In honor of Bruce Jenner officially coming out as transgender (which, for the record, I think is pretty courageous and badass), I think it's high time that I direct your eyeballs to my SPHERE essay on Jenner's greatest contribution to pop culture: His starring role (alongside Steve Guttenberg and Valerie Perrine) in the 1980 disco-sploitation/Village People vehicle, Can't Stop The Music.
I have seen this film several times — it's currently available for streaming on Netflix — and am always left wide-eyed and dumbfounded by the carnage I've witnessed. The level of poor decision-making that went into this film surpasses even that of 1978's Sgt. Pepper's Lonely Hearts Club Band, and at least that film contained the presence of the Bee Gees, Earth Win & Fire, Aerosmith and Steve Martin.
Jenner, of course, was an Olympic hero in the summer of 1976, who (as I mention in Stars and Strikes) parlayed his world decathlon record and chiseled good looks into a number of lucrative endorsement deals. But even his telegenic personality couldn't save a film that had come out about a year too late to cash in on the popularity of disco and/or the Village People.

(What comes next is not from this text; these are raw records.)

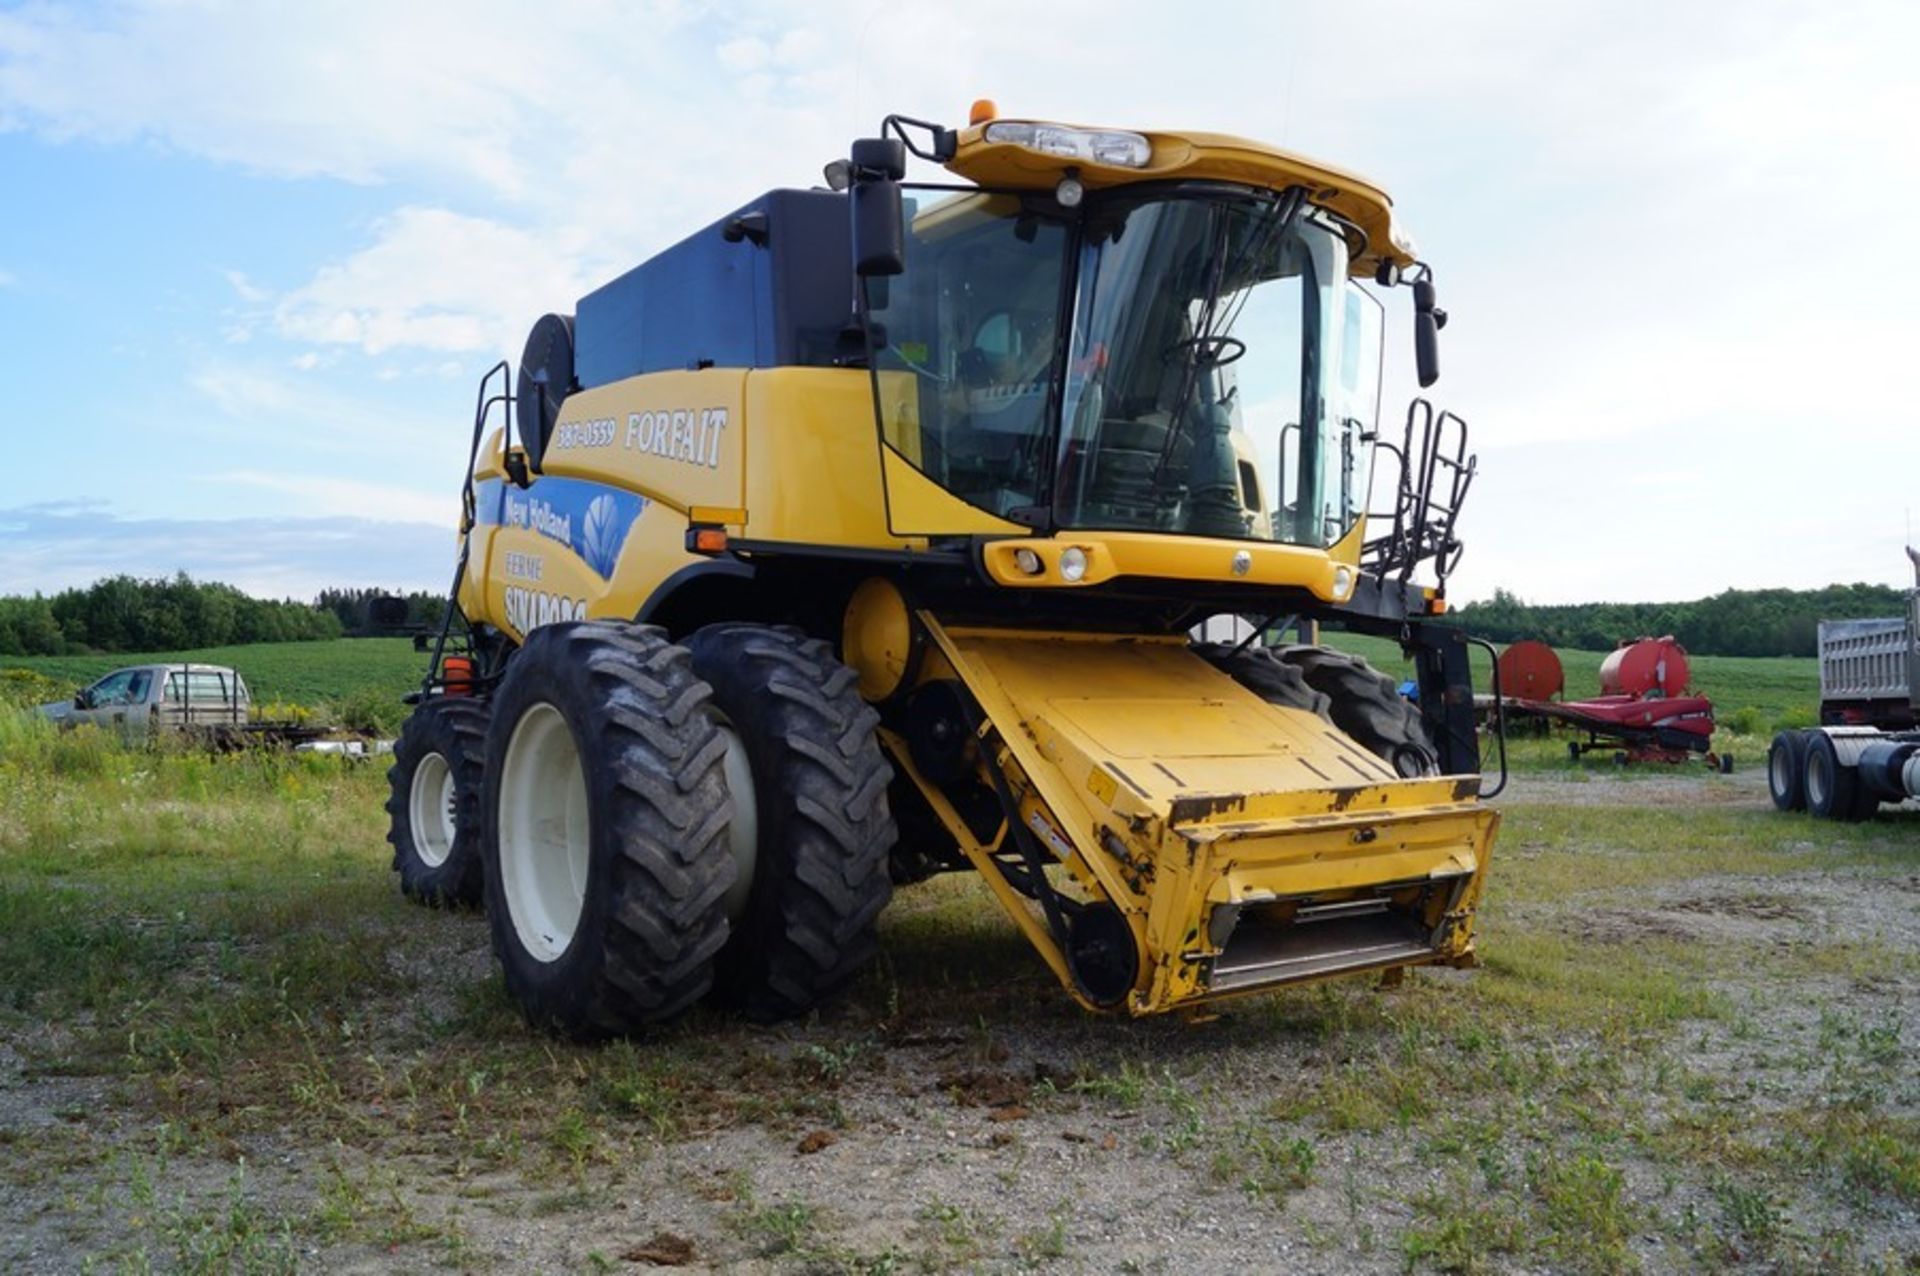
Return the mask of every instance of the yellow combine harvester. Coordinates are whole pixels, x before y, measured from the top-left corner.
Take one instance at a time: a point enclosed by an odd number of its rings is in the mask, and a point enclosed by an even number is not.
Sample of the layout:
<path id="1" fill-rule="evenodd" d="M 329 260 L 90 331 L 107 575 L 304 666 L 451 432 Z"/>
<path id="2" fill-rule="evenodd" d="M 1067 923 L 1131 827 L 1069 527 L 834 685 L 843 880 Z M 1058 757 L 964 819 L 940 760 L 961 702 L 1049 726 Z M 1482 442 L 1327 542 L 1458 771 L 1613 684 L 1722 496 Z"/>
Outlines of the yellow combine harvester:
<path id="1" fill-rule="evenodd" d="M 1471 964 L 1498 817 L 1433 617 L 1473 465 L 1424 400 L 1378 440 L 1399 286 L 1424 386 L 1445 316 L 1377 187 L 982 103 L 542 318 L 481 387 L 403 888 L 484 899 L 589 1037 L 803 1012 L 946 870 L 1101 1010 Z M 1321 621 L 1417 702 L 1278 644 Z"/>

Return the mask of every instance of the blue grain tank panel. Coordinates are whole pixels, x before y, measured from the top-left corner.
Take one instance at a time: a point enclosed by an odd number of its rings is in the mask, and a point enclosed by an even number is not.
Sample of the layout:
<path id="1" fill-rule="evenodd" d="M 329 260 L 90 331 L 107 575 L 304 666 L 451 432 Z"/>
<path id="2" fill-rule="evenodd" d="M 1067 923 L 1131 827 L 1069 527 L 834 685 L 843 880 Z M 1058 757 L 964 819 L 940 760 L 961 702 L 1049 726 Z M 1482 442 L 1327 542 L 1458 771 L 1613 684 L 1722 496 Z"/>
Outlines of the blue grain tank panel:
<path id="1" fill-rule="evenodd" d="M 767 242 L 727 242 L 762 213 Z M 582 389 L 676 369 L 825 366 L 853 313 L 846 196 L 771 191 L 580 299 Z"/>

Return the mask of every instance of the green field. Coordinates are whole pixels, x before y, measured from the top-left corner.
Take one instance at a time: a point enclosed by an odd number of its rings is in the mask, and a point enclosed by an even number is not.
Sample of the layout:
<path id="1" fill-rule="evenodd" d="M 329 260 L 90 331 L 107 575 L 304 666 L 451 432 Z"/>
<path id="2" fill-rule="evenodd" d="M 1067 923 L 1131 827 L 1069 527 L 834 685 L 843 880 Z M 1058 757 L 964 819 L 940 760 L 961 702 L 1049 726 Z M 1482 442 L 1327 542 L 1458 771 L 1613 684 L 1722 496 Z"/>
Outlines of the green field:
<path id="1" fill-rule="evenodd" d="M 1400 656 L 1400 647 L 1385 638 L 1367 638 L 1358 634 L 1327 632 L 1326 641 L 1365 656 L 1376 668 L 1407 678 L 1412 666 Z M 1600 694 L 1600 662 L 1603 651 L 1559 652 L 1566 671 L 1565 698 L 1585 699 Z M 1714 718 L 1719 729 L 1714 733 L 1714 748 L 1758 762 L 1765 754 L 1773 733 L 1782 727 L 1812 726 L 1819 718 L 1820 664 L 1816 660 L 1794 657 L 1756 656 L 1687 657 L 1693 668 L 1693 689 L 1713 701 Z M 1476 691 L 1492 688 L 1492 672 L 1486 655 L 1473 651 L 1473 685 Z M 1543 742 L 1516 739 L 1514 755 L 1521 761 L 1560 762 L 1565 745 L 1559 740 Z M 1604 755 L 1601 755 L 1604 756 Z"/>
<path id="2" fill-rule="evenodd" d="M 1397 677 L 1411 676 L 1399 646 L 1384 638 L 1328 632 L 1329 643 L 1367 657 Z M 1600 662 L 1606 653 L 1562 651 L 1569 698 L 1598 694 Z M 1809 726 L 1820 700 L 1816 662 L 1791 658 L 1693 656 L 1696 689 L 1714 702 L 1720 731 L 1715 748 L 1758 761 L 1773 732 L 1785 726 Z M 245 675 L 260 704 L 295 704 L 335 709 L 354 703 L 376 711 L 392 725 L 399 698 L 412 690 L 426 657 L 403 638 L 342 638 L 333 642 L 257 643 L 243 647 L 206 647 L 195 651 L 143 652 L 93 656 L 16 656 L 0 665 L 31 669 L 60 683 L 66 692 L 124 665 L 160 660 L 201 660 L 232 665 Z M 1486 657 L 1474 652 L 1474 685 L 1487 690 Z M 54 694 L 59 694 L 55 692 Z M 1564 758 L 1558 741 L 1516 740 L 1515 758 L 1546 765 Z"/>
<path id="3" fill-rule="evenodd" d="M 338 638 L 331 642 L 262 642 L 191 651 L 115 652 L 92 656 L 6 656 L 0 665 L 31 669 L 70 689 L 127 665 L 198 660 L 240 671 L 258 704 L 319 705 L 355 695 L 398 700 L 420 683 L 427 658 L 407 638 Z"/>

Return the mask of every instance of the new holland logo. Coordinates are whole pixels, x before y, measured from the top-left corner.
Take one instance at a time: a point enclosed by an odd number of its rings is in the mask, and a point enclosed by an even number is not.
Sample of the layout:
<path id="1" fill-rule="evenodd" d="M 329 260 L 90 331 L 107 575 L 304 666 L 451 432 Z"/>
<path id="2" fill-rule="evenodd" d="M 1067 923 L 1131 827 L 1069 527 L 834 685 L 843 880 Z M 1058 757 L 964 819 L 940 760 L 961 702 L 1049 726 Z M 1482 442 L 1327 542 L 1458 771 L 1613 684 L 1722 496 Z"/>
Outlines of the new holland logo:
<path id="1" fill-rule="evenodd" d="M 587 600 L 563 598 L 538 589 L 507 589 L 507 624 L 522 634 L 561 620 L 585 620 Z"/>

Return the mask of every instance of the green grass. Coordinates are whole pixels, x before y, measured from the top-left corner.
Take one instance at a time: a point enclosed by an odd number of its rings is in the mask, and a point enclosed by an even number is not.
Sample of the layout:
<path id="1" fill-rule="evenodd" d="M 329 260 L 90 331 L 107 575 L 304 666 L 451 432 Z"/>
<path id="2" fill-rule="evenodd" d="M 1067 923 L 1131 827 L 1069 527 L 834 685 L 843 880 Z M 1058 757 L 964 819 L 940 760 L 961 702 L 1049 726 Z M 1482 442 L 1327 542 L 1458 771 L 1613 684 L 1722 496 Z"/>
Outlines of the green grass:
<path id="1" fill-rule="evenodd" d="M 427 658 L 408 638 L 337 638 L 329 642 L 260 642 L 191 651 L 119 652 L 93 656 L 6 656 L 0 664 L 30 669 L 79 688 L 128 665 L 161 661 L 231 665 L 257 703 L 313 705 L 357 693 L 398 699 L 420 683 Z"/>
<path id="2" fill-rule="evenodd" d="M 1331 1210 L 1306 1243 L 1416 1270 L 1898 1269 L 1920 1249 L 1899 1221 L 1920 1205 L 1902 1014 L 1920 956 L 1852 931 L 1662 926 L 1702 915 L 1675 910 L 1702 881 L 1756 917 L 1806 883 L 1906 889 L 1920 820 L 1638 807 L 1617 787 L 1621 805 L 1510 807 L 1485 967 L 1397 992 L 1290 989 L 1204 1026 L 1095 1018 L 948 877 L 897 895 L 846 1005 L 775 1028 L 701 1010 L 595 1049 L 526 1028 L 483 918 L 401 901 L 377 766 L 0 722 L 9 1100 L 86 1096 L 0 1119 L 0 1176 L 72 1214 L 73 1266 L 134 1270 L 526 1266 L 449 1201 L 564 1233 L 650 1193 L 719 1220 L 698 1238 L 717 1267 L 1037 1265 L 1102 1226 L 1057 1204 L 1075 1174 L 1171 1182 L 1170 1209 L 1274 1229 Z M 989 1082 L 1032 1115 L 986 1124 L 965 1092 Z M 829 1176 L 868 1176 L 860 1140 L 906 1125 L 930 1157 L 1000 1158 L 968 1167 L 991 1195 L 915 1184 L 891 1232 L 860 1232 Z M 840 1142 L 807 1162 L 804 1198 L 785 1159 L 760 1200 L 724 1162 L 646 1177 L 668 1148 L 784 1158 L 823 1126 Z M 297 1189 L 265 1189 L 269 1155 Z"/>

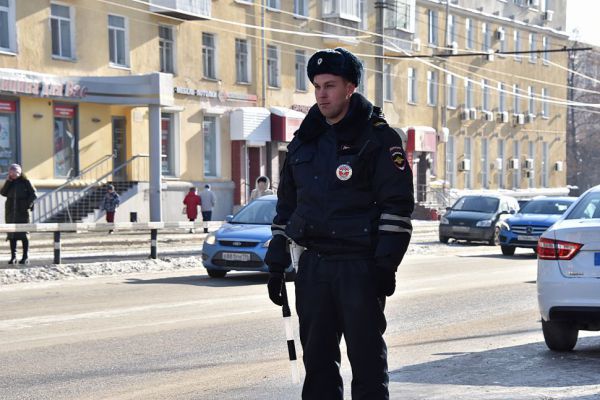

The weird thing is, it could have been Mark Fidrych in this film instead of Jenner. During the summer of '76, Hollywood mogul Allan Carr noted the insane buzz that surrounded every one of The Bird's starts, and reasoned that a good-looking, charismatic youngster like Fidrych could draw people to movie theaters as well as ballparks. Carr offered Fidrych a role in Grease, the nostalgic 50s musical he was producing at the time (which would reach the screen in the summer of '78); but when the Tigers rookie turned him down, Carr went looking for another athletic sensation. While Bruce Jenner wasn't the right fit for Grease, Carr lined him up for his next project — a little something called Can't Stop The Music.